The sport, at least here, was still catching up.

Kyle had been around wrestling his whole life. He understood what it demanded. Kasie did, too. Between them, there was experience, knowledge, a sense of what it takes to survive in rooms that test you every day. But this wasn’t about teaching technique alone. It was about building something that didn’t exist yet.

A girls' team.

A place where they wouldn’t have to ask whether they belonged.

This winter, that idea turned into a record. Seven wins. One loss. A group of girls learning not only how to wrestle, but how to do it together.

“They were always at wrestling tournaments,” Kylinn said, describing how it became part of her life, part of the rhythm of weekends and winters.

At first, it was tournaments. A few girls here and there. Matches where you might look across the mat and see someone like you, or you might not.

Then more girls showed up.

“Then more girls kept joining,” she said.

That’s how change happens in a place like this. Not all at once. One at a time. A teammate. A friend. Someone who hears about it and decides to try.
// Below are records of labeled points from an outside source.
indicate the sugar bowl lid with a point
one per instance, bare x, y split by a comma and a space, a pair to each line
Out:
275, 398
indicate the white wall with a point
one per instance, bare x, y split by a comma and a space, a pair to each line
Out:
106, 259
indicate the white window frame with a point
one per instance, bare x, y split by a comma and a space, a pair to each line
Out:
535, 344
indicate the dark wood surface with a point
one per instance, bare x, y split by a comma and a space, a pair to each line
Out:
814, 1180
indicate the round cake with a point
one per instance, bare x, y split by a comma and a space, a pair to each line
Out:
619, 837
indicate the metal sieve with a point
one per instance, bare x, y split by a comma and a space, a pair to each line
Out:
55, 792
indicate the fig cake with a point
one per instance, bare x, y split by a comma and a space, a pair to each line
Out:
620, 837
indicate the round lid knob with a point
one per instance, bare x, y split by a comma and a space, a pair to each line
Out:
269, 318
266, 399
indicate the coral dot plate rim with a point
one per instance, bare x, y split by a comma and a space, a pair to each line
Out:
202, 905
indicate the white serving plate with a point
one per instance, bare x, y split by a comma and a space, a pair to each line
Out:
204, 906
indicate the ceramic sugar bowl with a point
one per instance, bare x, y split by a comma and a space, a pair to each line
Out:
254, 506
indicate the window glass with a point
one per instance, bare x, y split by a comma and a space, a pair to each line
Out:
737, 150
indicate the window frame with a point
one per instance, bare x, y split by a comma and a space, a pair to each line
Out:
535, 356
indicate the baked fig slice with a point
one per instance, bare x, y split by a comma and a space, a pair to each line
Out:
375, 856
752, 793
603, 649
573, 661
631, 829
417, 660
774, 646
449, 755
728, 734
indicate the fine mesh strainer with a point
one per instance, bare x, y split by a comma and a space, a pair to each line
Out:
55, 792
By the time Kylinn stepped onto the mat at the Keystone Championships, she wasn’t alone anymore. She carried something with her. Not a burden. Something lighter.
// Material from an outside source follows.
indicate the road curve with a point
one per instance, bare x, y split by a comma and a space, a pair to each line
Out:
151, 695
Asked about the tournament, she pointed to the challenge and the reward.

“It was really tough competition,” she said. “But it felt good to place.”

She placed seventh.

The number matters. The medal matters. It always does in a sport that measures everything so precisely. Wins. Losses. Seconds. Points. What matters as much is what it represents.
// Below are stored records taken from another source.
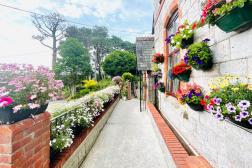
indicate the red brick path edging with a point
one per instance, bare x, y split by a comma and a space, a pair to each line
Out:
179, 154
62, 157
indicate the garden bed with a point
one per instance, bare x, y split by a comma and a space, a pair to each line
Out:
83, 142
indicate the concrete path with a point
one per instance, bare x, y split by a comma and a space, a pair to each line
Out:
128, 140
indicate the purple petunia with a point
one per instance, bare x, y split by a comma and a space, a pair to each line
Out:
210, 108
206, 40
217, 101
195, 58
168, 40
230, 108
186, 58
238, 118
250, 121
244, 114
219, 116
218, 109
200, 62
244, 104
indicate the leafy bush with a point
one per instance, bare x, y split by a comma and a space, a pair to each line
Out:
118, 62
117, 80
214, 9
26, 87
199, 55
185, 32
127, 76
90, 84
82, 113
104, 83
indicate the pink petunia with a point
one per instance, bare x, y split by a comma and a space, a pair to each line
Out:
5, 101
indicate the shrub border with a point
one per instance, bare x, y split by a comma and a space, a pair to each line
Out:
61, 158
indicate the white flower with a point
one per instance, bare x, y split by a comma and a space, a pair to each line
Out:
17, 108
33, 105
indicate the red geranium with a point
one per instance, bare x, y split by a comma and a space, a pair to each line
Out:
180, 68
158, 58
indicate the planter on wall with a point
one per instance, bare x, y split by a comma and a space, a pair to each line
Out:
244, 124
7, 116
185, 76
187, 42
237, 19
196, 107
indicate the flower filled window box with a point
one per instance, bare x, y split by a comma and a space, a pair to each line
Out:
192, 95
228, 15
25, 91
184, 36
231, 98
181, 71
158, 58
199, 56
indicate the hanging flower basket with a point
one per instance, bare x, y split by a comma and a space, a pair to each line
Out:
181, 71
196, 107
230, 99
192, 95
185, 76
244, 124
199, 56
8, 116
183, 37
236, 19
187, 42
158, 58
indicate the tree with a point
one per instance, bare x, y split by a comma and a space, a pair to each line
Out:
50, 26
118, 62
74, 64
99, 43
118, 44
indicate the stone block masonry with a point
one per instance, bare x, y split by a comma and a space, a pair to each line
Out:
26, 143
179, 154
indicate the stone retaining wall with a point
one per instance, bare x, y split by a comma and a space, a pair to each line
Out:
81, 152
223, 144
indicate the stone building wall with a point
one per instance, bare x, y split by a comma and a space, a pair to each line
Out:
232, 55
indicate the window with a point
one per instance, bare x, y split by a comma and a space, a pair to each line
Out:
173, 55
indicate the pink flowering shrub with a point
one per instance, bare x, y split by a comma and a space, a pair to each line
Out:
27, 87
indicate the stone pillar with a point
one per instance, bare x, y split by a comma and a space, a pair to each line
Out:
26, 143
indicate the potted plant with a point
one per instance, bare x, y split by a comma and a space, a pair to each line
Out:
199, 55
181, 71
230, 15
161, 87
184, 36
25, 91
192, 95
158, 58
231, 98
She went into a tournament filled with girls from programs that have been building longer, deeper, with more numbers, more history, and she stood among them.

That doesn’t happen by accident.

It happens in rooms like the one where the whistle blows, and everything goes into hyper-focus..

It happens when a kid keeps showing up.

Kyle has seen the growth up close in his daughter and in the sport itself.

“There were not a lot of girls,” he said of those early days, and he knows that’s changing.

He sees it in the turnout. In the way tournaments are organized. In the way the conversations have shifted from whether girls' wrestling belongs to how big it can become.

Kasie sees it, too, from a different angle. A coach, a mother, someone who understands both the technical side of the sport and the human side of it. The part where confidence grows. Where a girl who might have hesitated at the beginning starts to move with purpose.

In practice, that growth shows up in small ways. A quicker shot. A stronger stance. A refusal to back away from a tie-up.

In matches, it shows up in the willingness to keep wrestling, no matter the score.

Kylinn has felt that change in herself.

There’s a difference between trying something and committing to it, between stepping onto a mat and knowing what you’re doing there.

She’s crossed that line.

Now, when she wrestles, it looks like certainty.

Not loud. Not showy. Steady.

There’s a moment in every match where things slow down, even if only for a second. A tie. A reset. A breath. That’s where you can see it. Whether a wrestler believes she belongs.

Kylinn doesn’t look around anymore.

She looks forward.

The program around her is still young. First year. First team. First record. There will be more seasons. More girls. More wins and losses that will shape it.

But there’s always a first.

Someone has to step out there when it’s still new, when the numbers are small, when the path isn’t clear.

Someone has to take that first step.

Kylinn did.

And now, when the whistle blows and the room goes quiet, she isn’t alone in the middle of it anymore.

Kylinn after coming off the podium with a seventh-place finish.